Greta Kline knows those words, I’m sure; and she can write some good ones, too. She writes so well the songs on her new album Vessels are for the most part, old. She writes so well and so fast that the album release cycle can’t keep up. As an independent artist, she put out over 40 projects worth of material through Bandcamp, repurposing the instant gratification of social media for the DIY music scene. With this first release on Seattle’s Sub Pop, she’s been tasked with refining her bedroom pop sound while retaining its mercurial energy; settling down and remaining free. 

The head (as of now) of her musical centipede, Vessel is 18 songs that speak on relationships, solitude, hope in the face of despair, and growing up. First album Zentropy was about young love for everything, their Next Thing was a breakup album following the departure of boyfriend/ bandmate Aaron Maine. A similar simplification would label Vessel as “older and wiser”, and musically that holds true: the arrangements are incisive; the singing is stable and strong. The recording feels like a warm bath with a good brand of soap. 

Lyrically, Kline continues to excel, crafting tight tracks that sometimes read like diary entries; sometimes spark like a revelatory walk through central park. They can be pleading and confrontational on “Apathy”, or seeking self-love on “I’m Fried”. She ponders the importance of a body on “Accommodate”, and asexuality on “Cafeteria”. In essence, Greta presents herself as uncomfortable but warming up. These unconventional song topics and her mastery in describing such esoteric emotions while remaining relatable are the album’s highlight. 
 
Frankie Cosmos is Lauren Martin, Alex Bailey, and (recently replaced but here) David Maine. This band displays a large influence on the performance of Vessel, balancing Kline’s weighty prose with driving drums, heavy bass lines, and ethereal keys. Kline holds her own on guitar, with a flair for choppy power chords and, in more tender moments, clean melodic arpeggios.  The skill of the band is evident on “Being Alive”, where they tackle a dynamic shift from a double time punk dirge to half tempo psychedelic, and “Duet”, where spacey verses slip slowly into beautiful arranged instrumental passages. 

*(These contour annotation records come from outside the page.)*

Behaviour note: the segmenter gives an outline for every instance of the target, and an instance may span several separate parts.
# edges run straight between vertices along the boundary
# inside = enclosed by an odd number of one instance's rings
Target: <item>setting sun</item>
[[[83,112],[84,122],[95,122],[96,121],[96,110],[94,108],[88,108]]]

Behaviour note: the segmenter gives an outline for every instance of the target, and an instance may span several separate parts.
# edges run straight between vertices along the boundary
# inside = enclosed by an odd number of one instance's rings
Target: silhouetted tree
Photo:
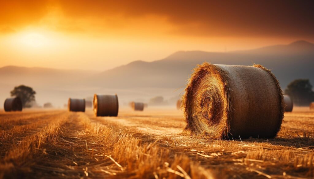
[[[299,106],[308,106],[314,101],[313,87],[308,79],[298,79],[288,85],[285,93],[292,98],[293,103]]]
[[[35,101],[36,92],[33,88],[25,85],[15,87],[10,93],[11,96],[17,96],[21,99],[23,108],[31,107],[31,102]]]

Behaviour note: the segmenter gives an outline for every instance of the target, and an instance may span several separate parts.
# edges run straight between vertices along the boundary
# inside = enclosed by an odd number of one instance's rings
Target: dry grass
[[[181,133],[174,110],[119,113],[0,114],[0,178],[314,177],[313,112],[286,113],[274,139],[231,141]]]

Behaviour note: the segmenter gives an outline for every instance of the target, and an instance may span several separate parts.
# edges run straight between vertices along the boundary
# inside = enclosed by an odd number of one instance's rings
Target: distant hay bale
[[[310,109],[314,110],[314,102],[312,102],[310,104]]]
[[[132,108],[134,111],[143,111],[144,105],[143,103],[132,102]]]
[[[68,102],[68,108],[69,111],[85,112],[85,99],[69,98]]]
[[[96,116],[116,116],[119,111],[118,96],[94,95],[94,109]]]
[[[44,104],[44,108],[51,108],[53,107],[52,104],[50,103],[46,103]]]
[[[4,101],[4,111],[22,111],[22,101],[18,97],[7,98]]]
[[[216,139],[276,136],[285,105],[270,71],[207,62],[194,70],[182,98],[185,131]]]
[[[93,107],[93,103],[91,101],[85,101],[85,107],[86,108],[92,108]]]
[[[181,108],[181,107],[182,105],[182,100],[179,99],[177,101],[177,109],[180,109]]]
[[[286,112],[291,112],[293,108],[293,102],[290,96],[287,95],[284,95],[284,102],[286,105]]]

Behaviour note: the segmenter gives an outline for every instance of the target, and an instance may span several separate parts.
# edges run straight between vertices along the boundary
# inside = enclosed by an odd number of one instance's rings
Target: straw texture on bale
[[[207,62],[194,70],[182,98],[185,131],[216,139],[276,136],[285,105],[270,71]]]
[[[94,109],[96,116],[116,116],[119,111],[118,96],[94,95]]]
[[[93,103],[90,101],[85,101],[85,107],[86,108],[92,108],[93,107]]]
[[[182,100],[179,99],[177,101],[177,109],[180,109],[182,106]]]
[[[287,95],[284,95],[284,102],[286,105],[286,112],[291,112],[293,108],[293,102],[290,96]]]
[[[73,112],[85,112],[85,99],[69,98],[68,101],[68,107],[69,111]]]
[[[22,101],[18,97],[7,98],[4,101],[4,107],[6,112],[21,111]]]
[[[314,110],[314,102],[312,102],[310,104],[310,109],[311,110]]]
[[[144,103],[133,102],[132,108],[134,111],[143,111],[144,110]]]

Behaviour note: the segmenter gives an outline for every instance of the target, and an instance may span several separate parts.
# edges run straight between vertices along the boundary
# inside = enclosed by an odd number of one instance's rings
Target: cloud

The required conversation is the band’s move to a major label and its effect. Most evident is this project’s recording, which serves as it’s greatest weakness: a sterile sound that doesn’t suit this artist, and seems out her control. The mix is safe and uninteresting, and Greta by association sounds pretty bored most of the time. Less a kinship with K Records, Vessel approximates early Ingrid Michaelson more than Beat Happening. It’s no accident she sounds most natural and exuberant on “The End”, which made it on the album still in demo form

While this polish obscures the writing’s more sincere intentions, the outcome is far from forgettable. Vessel is a strong label debut for the group, showcasing a beyond her year's songwriter and a capable band. As a self-assured and growing individual, all indications point to Greta finding her artistic voice in the music industry, and releasing a true classic once she’s turned a few corners.